Perhaps Jacob Zuma has decided to get his ducks in a row as he realises his time as president will soon be done. His first attempt is to settle the matter of Nkandla.
Regarding the drawn-out legal battle that followed the public protector’s March 2014 report on the estate, the Presidency has issued a statement on the matter and how he proposes it should go forward:
While President Zuma remains critical of a number of factual aspects and legal conclusions in the report, he proposes a simple course to implement what the public protector recommended as remedial action contained in the report.
To achieve an end to the drawn-out dispute in a manner that meets the public protector’s recommendations and is beyond political reproach, the president proposes that the determination of the amount he is to pay should be independently and impartially determined.
Given the objection by one of the parties to the involvement of SAPS, as the public protector herself had required, the auditor general and minister of finance be requested by the court, through appropriate designees, to conduct the exercise directed by the public protector.
The court is due to hear the matter on February 9 2016.
With regards to the upgrades at Zuma’s Nkandla home and how those irregularities happened continue to be investigated in separate inquiries relating to officials and professional consultants on the project.
The report specifically found no wrongdoing of any kind by the president. It also found no benefit for which the president could to any degree be required to compensate the state in relation to nearly all aspects of the project.

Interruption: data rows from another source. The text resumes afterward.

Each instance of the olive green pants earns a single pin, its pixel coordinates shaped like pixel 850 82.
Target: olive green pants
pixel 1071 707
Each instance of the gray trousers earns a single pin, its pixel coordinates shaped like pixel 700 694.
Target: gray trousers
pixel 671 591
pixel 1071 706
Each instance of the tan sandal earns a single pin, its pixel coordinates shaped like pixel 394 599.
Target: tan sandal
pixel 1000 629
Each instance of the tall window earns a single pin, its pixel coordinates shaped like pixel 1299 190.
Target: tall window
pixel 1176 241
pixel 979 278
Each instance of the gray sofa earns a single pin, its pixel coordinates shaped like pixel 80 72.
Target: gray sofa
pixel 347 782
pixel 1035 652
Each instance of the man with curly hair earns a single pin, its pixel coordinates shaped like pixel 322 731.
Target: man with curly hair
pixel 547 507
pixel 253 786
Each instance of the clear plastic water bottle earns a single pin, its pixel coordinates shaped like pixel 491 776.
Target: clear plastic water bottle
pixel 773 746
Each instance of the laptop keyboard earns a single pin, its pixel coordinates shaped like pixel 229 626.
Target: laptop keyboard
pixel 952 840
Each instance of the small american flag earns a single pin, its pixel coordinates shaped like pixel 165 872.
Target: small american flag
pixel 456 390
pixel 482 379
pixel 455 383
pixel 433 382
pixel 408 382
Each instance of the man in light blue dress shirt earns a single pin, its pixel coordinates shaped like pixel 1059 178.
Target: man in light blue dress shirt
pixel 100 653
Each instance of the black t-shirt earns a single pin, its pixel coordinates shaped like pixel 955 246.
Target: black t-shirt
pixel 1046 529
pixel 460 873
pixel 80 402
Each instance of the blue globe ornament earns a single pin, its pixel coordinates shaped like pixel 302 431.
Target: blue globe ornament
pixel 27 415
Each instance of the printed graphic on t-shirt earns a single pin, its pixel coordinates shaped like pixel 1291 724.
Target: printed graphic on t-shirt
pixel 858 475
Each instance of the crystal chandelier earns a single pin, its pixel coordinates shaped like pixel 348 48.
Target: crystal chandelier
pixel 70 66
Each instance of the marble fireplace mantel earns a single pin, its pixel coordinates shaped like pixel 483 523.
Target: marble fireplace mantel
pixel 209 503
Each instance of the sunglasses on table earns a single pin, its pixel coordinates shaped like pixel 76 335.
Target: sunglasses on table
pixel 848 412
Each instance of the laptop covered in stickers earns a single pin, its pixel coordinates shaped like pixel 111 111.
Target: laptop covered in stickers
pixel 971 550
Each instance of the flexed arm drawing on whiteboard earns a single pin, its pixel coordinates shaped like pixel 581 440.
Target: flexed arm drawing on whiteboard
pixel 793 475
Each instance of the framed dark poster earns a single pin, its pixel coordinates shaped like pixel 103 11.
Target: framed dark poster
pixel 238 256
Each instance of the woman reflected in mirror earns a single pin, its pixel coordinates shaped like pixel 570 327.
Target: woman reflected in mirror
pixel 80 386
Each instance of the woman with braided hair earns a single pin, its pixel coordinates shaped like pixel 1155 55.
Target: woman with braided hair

But in relation to five features of the private homestead the report directed a further process to be carried out by National Treasury in conjunction with SAPS. This is to determine firstly a reasonable proportion of the item in question for which the President should recompense the State, and secondly the reasonable cost in that regard.
The actual amount that the President is required to pay was not determined by the Public Protector who limited herself to setting out this process for the amount to be determined.
Zuma also supports the need for finality in the matter of the Public Protector’s report.
However, he believes and contends in his affidavits filed in court that the DA and the EFF have misinterpreted and/or are manipulating the Public Protector’s report for the purposes of political expediency.
It will now be for the court to decide if the offer is an appropriate basis for an order when the applications are argued on February 9 2016.
So, in short, a whole lot of words and something about paying it back – but not all of it, only the amount that the president thinks is fair. However, he will leave it to the court. Should we be sceptical of his confidence in the matter?